Team play is one of the most rewarding parts of modern video-games. To the point that some games, like the Enemy Territory or Battlefield series are built entirely around it. Paul Wedgwood is a long time tournament gamer and the designer behind both Enemy Territory and the upcoming Brink. He’s been playing all manner of shooters for years, and the process of planning and executing a strategy is as good as it gets. Wedgwood claims “the buzz you get from coordinated team play is beyond and above just about every other experience that you can have as a gamer."

This is the sort of attraction that developers strive for. The sort of defining experience that people will not only enjoy as it happens, but retain and talk about later. Every match we play is followed by some sort of post-game chat. The exciting moments of game play seem to demand discussion, even if it’s just to say “damn that was sweet” or “dude we got lit up.” In a flooded market where so many videogames are forgotten immediately after the screen goes dark, retention is extremely valuable.
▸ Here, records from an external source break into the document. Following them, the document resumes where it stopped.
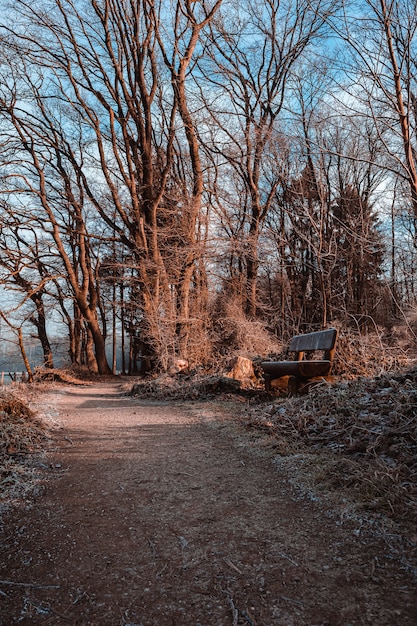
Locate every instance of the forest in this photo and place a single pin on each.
(187, 179)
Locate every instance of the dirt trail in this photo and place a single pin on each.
(152, 515)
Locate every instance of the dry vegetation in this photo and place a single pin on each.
(354, 441)
(22, 436)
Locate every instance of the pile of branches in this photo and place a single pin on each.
(357, 438)
(187, 387)
(22, 435)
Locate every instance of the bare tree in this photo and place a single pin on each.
(253, 51)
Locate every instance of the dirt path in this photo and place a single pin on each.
(152, 516)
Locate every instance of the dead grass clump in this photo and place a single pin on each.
(358, 440)
(235, 334)
(369, 354)
(22, 435)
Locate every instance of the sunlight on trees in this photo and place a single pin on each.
(165, 163)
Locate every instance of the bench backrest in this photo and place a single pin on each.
(321, 340)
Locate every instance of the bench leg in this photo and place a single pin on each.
(267, 380)
(293, 385)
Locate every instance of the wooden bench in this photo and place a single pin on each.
(300, 370)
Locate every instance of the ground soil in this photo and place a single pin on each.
(164, 514)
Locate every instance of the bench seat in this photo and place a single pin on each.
(302, 370)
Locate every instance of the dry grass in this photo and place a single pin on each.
(356, 440)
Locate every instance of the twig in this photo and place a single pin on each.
(248, 618)
(235, 612)
(232, 565)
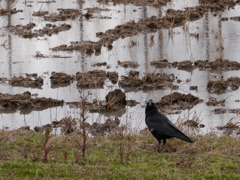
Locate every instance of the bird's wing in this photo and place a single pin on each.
(163, 125)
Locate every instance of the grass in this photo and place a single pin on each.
(210, 157)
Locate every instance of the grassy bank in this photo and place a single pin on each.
(117, 157)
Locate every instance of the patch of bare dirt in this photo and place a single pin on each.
(173, 18)
(97, 129)
(218, 64)
(221, 86)
(178, 101)
(149, 81)
(26, 102)
(214, 102)
(40, 13)
(100, 64)
(127, 64)
(93, 79)
(63, 15)
(188, 65)
(155, 3)
(115, 101)
(9, 11)
(26, 31)
(113, 77)
(60, 78)
(88, 47)
(31, 80)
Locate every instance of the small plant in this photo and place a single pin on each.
(47, 136)
(83, 124)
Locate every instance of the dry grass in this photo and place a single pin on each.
(118, 156)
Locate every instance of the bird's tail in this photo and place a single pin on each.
(183, 137)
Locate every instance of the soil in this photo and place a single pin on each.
(221, 86)
(214, 102)
(115, 101)
(174, 18)
(110, 125)
(26, 102)
(187, 65)
(174, 102)
(93, 79)
(26, 31)
(63, 15)
(9, 11)
(127, 64)
(61, 78)
(155, 3)
(149, 81)
(30, 81)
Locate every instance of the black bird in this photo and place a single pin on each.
(161, 127)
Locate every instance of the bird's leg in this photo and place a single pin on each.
(164, 142)
(159, 142)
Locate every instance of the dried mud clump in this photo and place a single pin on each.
(127, 64)
(87, 47)
(113, 76)
(25, 102)
(173, 18)
(67, 125)
(214, 102)
(186, 65)
(161, 63)
(155, 3)
(64, 14)
(218, 86)
(30, 81)
(40, 13)
(229, 125)
(115, 98)
(178, 101)
(61, 78)
(149, 81)
(93, 79)
(221, 86)
(110, 125)
(218, 5)
(218, 64)
(26, 30)
(9, 11)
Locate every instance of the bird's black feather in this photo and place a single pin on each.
(161, 127)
It would be hard to claim that having a human team-mate increases the realism of Arma 2. With respawns, custom load-outs, and arguments over orders, there are certainly “gamey” aspects that come to the fore in multiplayer. But these are quickly eclipsed by the genuine adrenaline that comes from shouting “Get down!” into the headset as an RPG screams overhead.

The headset is a key part of the multiplayer experience. The virtual radio, just like a military radio, is crucial to success. During our mission an unknown player joins as the squads designated marksman, but he has no microphone. After apologizing, he promises to listen to us and do his best to keep up. But his silent text is easily lost once bullets start flying, and we can watch him stop out in the open while typing as fast as he can. He tries hard, but can’t match the quick dialogue of our microphones. For us the headset brings a sense of community to the battlefield. It makes players into people rather than actors.

Having a team-mate means having someone to talk to, both in-game and when discussing the hobby in real life. The lasting effect of our mission together is highlighted the next afternoon when I receive a message on my phone.

“Tonight we have to take a helicopter.”